僅かな恐怖が生まれる程に、そこは激しく、淫らに乱れ、そして金雄の『男』を操ろうとする。

(そうだ…)

始めてのライムとの時見た夢が蘇った。

自分を支配しようとする、女の形をした魔性の生き物。

金雄は反射的にライムを止めようとし…やめた。

(…ライムを…ライム達を信じる)

されるままに、全身の力を抜く。


仰け反っていたライムの顔が、激しく前に振られた。 上気した顔と目に、欲望の炎が燃え盛っている。

金雄は微笑んで、ライムの顔に手を当てる。

”はっ…” ライムは一つ息を吐き…そして優しく笑い返した。


グチャグチャ動くゼリーの音が次第にリズミカルになるにつれ、金雄の中にもリズムが生まれてきた。

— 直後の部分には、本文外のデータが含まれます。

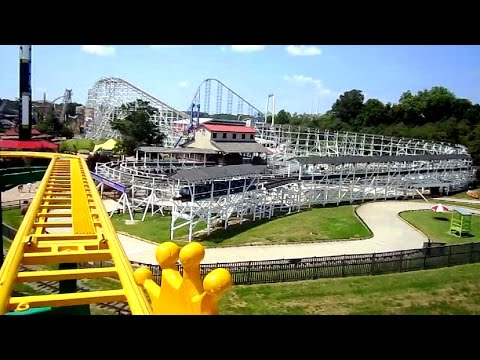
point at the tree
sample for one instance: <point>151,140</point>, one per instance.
<point>135,126</point>
<point>282,117</point>
<point>372,113</point>
<point>348,106</point>
<point>50,125</point>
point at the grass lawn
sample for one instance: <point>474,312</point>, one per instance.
<point>463,195</point>
<point>12,217</point>
<point>78,144</point>
<point>454,290</point>
<point>437,225</point>
<point>460,204</point>
<point>317,224</point>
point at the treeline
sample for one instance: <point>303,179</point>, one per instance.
<point>435,114</point>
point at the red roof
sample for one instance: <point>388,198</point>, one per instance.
<point>27,144</point>
<point>229,128</point>
<point>13,132</point>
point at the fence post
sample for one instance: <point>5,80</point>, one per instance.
<point>425,257</point>
<point>449,254</point>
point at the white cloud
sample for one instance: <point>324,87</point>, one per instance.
<point>303,50</point>
<point>101,50</point>
<point>247,48</point>
<point>301,80</point>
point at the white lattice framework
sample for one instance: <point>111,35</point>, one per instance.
<point>288,141</point>
<point>106,97</point>
<point>334,183</point>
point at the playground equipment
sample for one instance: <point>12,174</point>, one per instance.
<point>183,295</point>
<point>460,223</point>
<point>67,224</point>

甘い快感の波…スライム娘達と交わったときにいつも感じる、魂まで奪われそうなあの快感。

(いつもは無理やりだった…だから抵抗した…でも今日は…)

金雄はその波に心を委ねる。

強く、弱く、また強く…甘く切ない波が体の中を…上に…そして下に…

こみ上げてくる何か…全てを吐き出したい、全部委ねてしまいたい衝動が体を支配する。

(ラ…イム…)

金雄は全てを吐き出す…

快感の奔流が、金雄にしか聞こえない音をともなって駆け抜ける。

ライムの中はこの世で最高の場所と化し、その一瞬、金雄はライムのものとなる。

緑色の帳の中、金雄の意識はライムの中に溶けていく…


そして、デジタル時計の日付が変わる。